Observability for Generative AI and agentic AI systems

Pillar name: Monitor and detect threats
Pattern name: Observability for Generative AI and agentic AI systems, including platforms, applications and models

Context and problem

As enterprises adopt, build, and use AI systems—specifically Generative AI (GenAI) and agentic AI— traditional observability practices no longer suffice. Conventional software is largely deterministic, with predictable execution paths that operational telemetry can reliably explain. However, today’s AI systems don’t function this way—they are probabilistic by design. Outputs of GenAI systems vary across runs, and "execution" is a distribution over possible behaviors rather than a single reproducible path.

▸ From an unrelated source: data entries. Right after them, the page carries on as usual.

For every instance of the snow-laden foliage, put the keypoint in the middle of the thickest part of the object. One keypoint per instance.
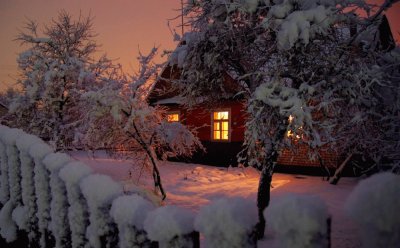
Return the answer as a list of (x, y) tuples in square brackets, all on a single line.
[(130, 212), (56, 69), (99, 192), (78, 216), (227, 223), (8, 226), (42, 188), (374, 205), (24, 142), (59, 224), (4, 187), (168, 225), (313, 74), (122, 119), (299, 221)]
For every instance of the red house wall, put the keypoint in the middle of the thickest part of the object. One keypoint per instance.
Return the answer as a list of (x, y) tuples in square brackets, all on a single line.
[(201, 116)]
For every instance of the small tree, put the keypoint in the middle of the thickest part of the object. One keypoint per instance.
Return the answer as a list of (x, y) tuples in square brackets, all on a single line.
[(302, 73), (122, 120), (56, 70)]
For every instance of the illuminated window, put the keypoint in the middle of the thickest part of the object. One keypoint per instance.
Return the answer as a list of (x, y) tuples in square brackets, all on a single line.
[(220, 125), (173, 117)]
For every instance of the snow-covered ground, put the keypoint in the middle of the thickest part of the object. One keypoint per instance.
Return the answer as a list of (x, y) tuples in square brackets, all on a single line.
[(192, 186)]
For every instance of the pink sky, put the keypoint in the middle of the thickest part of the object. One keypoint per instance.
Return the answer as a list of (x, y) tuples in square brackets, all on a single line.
[(123, 26)]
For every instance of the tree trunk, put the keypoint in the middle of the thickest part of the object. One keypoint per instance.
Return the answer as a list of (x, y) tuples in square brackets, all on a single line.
[(338, 173), (263, 199), (264, 186)]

If we want the ability to monitor, understand, and troubleshoot what an AI system is doing, we need to evolve the logs, metrics, and traces of traditional observability to incorporate AI-native signals, and we must expand our observability practices to encompass evaluation and governance so that we have the right toolkit for system visibility and can build trustworthy, high-performing AI systems at scale.

Key challenges include:

AI systems are non-deterministic and behaviors can shift depending on inputs, retrieval context, tool outputs, and policy/guardrail decisions—system visibility becomes much more complex. Traditional observability isn’t enough for GenAI or agentic AI systems—it focuses too narrowly on latency, errors, and throughput.
Uptime and error rates are not good indicators of quality and reliability in AI systems.
AI systems are becoming increasingly autonomous with more privilege and access. Some systems can interact with sensitive data, call external APIs, initiate workflows, and act across enterprise environments. When these systems are targeted by threat actors or misused, observability becomes a critical need.
As more agents are deployed, companies want to answer questions such as How many AI agents exist in my estate? How are agents behaving? Do peaks in usage or other signals indicate misuse of agents?
While enterprises sprint to adopt and integrate AI systems, their adoption of AI system observability lags behind.

These challenges underscore the need for enterprises to evolve their observability tools and practices and to adopt them at scale, commensurate with their adoption of AI systems.

Solution

Evolve logs, metrics, and traces to be AI-native.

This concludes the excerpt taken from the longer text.